De lo que ahí sale se puede concluir que Brossa navegó contra el viento con el menor ángulo posible y perpetró una de las experiencias literarias más transformadoras del siglo XX en España. Huroneó por mil frentes distintos sin perder la autenticidad de no dejar de ser quien quiso. Sólo creyó en su obra, que es en sí otra contradicción. Pero a esos bandazos y hallazgos se debe su contundente riesgo. “Yo no me considero un poeta de vanguardia, sino un poeta de mi tiempo. Lo que ocurre es que hay gente atrasada que a un tipo de su tiempo lo llaman vanguardista”, aseguró en Madrid en 1991.
En los últimos años de su vida le colgaron innumerables premios, aunque ninguno como la pensión que le pasó el Ayuntamiento de Barcelona a cambio de la donación de su obra.
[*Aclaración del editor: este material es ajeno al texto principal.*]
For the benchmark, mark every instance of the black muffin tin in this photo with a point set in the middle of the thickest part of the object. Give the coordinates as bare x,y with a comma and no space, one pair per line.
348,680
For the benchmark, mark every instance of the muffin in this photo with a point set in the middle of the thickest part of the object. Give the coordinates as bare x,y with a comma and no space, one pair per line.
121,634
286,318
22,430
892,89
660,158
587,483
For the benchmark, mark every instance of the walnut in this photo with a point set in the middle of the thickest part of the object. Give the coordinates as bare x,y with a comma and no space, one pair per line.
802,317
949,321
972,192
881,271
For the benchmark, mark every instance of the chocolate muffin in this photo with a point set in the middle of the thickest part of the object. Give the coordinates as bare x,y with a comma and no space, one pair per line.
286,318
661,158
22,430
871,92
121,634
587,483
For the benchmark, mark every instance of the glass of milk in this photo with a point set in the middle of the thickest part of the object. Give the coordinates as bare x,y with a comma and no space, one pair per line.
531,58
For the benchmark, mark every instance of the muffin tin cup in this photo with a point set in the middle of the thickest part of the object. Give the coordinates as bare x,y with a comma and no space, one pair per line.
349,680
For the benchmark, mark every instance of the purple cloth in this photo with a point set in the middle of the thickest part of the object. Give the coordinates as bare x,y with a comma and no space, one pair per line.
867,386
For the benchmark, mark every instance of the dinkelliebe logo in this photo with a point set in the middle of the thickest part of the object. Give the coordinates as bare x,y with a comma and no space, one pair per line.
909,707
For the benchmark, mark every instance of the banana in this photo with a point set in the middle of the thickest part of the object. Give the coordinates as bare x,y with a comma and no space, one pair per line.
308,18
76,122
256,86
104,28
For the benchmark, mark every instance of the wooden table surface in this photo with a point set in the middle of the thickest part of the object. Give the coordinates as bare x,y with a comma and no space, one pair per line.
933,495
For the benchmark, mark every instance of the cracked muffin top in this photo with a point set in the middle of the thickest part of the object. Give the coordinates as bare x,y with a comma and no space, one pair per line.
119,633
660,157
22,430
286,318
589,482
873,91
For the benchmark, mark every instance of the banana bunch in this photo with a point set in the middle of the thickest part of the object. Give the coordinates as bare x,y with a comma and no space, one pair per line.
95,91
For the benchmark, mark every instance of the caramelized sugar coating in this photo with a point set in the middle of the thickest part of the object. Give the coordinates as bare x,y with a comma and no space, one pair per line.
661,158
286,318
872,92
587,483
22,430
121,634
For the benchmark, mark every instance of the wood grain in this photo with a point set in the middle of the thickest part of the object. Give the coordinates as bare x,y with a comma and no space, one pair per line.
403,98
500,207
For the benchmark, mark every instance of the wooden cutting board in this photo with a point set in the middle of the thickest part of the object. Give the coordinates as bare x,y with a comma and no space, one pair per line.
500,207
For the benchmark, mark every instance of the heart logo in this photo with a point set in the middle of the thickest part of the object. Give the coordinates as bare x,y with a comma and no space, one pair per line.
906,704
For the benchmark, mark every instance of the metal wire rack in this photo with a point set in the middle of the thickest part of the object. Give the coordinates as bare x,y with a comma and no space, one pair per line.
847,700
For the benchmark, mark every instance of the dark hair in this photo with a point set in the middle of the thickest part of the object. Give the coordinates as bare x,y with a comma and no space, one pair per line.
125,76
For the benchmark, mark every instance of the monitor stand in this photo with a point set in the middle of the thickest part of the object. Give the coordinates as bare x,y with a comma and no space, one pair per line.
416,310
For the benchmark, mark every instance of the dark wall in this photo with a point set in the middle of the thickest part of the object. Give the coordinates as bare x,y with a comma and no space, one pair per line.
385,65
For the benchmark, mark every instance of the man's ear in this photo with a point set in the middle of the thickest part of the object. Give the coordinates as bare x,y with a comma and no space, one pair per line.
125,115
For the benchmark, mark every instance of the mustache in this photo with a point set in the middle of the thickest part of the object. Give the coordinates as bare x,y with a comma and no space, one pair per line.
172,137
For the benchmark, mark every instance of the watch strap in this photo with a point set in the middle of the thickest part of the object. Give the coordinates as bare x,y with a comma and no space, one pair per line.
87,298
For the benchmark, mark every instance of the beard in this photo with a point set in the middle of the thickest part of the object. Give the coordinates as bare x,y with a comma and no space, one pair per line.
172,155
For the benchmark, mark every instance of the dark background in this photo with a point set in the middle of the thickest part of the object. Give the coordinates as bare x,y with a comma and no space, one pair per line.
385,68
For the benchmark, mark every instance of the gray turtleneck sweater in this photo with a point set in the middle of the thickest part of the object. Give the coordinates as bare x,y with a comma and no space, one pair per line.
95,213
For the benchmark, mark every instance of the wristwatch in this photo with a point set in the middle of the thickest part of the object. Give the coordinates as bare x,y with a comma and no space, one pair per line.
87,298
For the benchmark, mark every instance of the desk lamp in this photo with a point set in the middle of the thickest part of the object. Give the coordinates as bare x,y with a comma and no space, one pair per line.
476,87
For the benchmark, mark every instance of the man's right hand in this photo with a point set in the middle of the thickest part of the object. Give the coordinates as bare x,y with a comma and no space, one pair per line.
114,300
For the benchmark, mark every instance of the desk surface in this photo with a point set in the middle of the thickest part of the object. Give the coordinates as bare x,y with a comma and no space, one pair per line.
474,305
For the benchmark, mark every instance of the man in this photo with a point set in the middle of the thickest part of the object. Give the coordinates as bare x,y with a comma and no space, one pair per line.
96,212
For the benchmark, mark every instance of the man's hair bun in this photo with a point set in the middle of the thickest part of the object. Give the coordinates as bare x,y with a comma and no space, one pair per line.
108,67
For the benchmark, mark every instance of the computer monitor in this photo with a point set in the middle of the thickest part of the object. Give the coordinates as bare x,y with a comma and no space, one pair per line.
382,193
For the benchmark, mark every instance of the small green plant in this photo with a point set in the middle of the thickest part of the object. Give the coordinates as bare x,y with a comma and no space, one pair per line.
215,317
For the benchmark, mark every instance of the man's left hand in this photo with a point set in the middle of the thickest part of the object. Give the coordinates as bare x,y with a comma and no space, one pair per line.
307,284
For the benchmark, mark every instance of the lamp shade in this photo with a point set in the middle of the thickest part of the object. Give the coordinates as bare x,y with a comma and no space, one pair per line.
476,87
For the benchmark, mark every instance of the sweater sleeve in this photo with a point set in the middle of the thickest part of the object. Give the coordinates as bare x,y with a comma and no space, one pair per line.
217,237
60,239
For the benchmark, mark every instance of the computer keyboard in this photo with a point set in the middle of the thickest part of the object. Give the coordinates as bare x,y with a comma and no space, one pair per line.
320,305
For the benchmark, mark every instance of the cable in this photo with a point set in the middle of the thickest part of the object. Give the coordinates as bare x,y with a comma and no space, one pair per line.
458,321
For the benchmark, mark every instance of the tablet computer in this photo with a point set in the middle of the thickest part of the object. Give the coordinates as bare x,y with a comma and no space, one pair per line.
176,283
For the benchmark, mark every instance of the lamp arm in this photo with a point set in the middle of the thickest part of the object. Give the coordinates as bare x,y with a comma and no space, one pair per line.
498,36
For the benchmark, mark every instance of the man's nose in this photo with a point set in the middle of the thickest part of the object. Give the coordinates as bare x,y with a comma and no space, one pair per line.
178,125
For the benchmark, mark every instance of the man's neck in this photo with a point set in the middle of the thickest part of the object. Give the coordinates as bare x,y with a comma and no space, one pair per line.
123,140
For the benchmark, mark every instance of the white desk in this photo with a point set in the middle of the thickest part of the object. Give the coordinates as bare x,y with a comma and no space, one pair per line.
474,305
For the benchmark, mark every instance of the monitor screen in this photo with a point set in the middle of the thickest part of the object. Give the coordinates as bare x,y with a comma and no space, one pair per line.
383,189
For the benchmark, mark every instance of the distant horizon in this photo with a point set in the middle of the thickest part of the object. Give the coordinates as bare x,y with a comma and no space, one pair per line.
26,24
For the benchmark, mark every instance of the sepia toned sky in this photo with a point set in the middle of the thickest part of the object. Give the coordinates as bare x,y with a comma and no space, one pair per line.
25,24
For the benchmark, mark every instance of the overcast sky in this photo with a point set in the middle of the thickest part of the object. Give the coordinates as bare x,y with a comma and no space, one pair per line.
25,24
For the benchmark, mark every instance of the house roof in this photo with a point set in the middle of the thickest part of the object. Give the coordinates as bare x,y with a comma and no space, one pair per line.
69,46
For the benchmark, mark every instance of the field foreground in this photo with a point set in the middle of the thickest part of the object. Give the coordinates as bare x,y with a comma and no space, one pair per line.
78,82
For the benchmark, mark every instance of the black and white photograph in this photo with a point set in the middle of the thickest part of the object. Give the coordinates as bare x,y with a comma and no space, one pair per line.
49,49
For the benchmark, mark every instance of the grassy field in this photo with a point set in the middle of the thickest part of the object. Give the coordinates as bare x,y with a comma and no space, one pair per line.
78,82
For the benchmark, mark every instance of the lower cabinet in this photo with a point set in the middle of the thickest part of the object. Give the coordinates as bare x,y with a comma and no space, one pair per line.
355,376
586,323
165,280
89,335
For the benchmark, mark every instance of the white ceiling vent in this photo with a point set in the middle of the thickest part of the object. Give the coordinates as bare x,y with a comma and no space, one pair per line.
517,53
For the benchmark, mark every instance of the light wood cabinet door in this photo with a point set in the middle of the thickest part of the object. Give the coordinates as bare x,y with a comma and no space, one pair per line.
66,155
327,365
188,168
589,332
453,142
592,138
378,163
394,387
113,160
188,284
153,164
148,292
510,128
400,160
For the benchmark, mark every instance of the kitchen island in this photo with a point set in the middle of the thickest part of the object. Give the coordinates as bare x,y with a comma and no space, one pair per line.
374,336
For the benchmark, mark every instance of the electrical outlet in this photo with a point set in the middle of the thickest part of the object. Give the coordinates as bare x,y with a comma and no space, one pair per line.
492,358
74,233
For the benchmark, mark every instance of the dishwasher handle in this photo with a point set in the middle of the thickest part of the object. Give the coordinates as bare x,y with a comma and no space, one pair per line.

Con todo, evitó como un virus cualquier afectación. Gastaba el ego de los carentes de vanidad, que propone otra forma de protagonismo. A las 10.30 horas del 30 de diciembre de 1998 falleció en una habitación de hospital atendido por su inseparable compañera Pepa Llopis tras una mala caída que le agotó la salud. Cuentan las crónicas que, por voluntad expresa del poeta, nadie ocupó la primera fila en su funeral.
Al cruzar la meta de los cien años podría decirse de Joan Brossa que es uno de los poetas principales menos conocidos. Alguien muy bien acondicionado para propiciar maravilla con las palabras, para lanzarlas más lejos que la vida. En conclusión, él es una de esas piezas de puzzle que no encaja con ninguna otra, pero resulta imprescindible. Un escritor con ánimo de profeta de su propio delirio controlado. Cercano, incluso inmediato. Sólo tenía un consejo: “Mírate a fondo, afirma siempre el ser / y aprende: nada más puedes hacer”.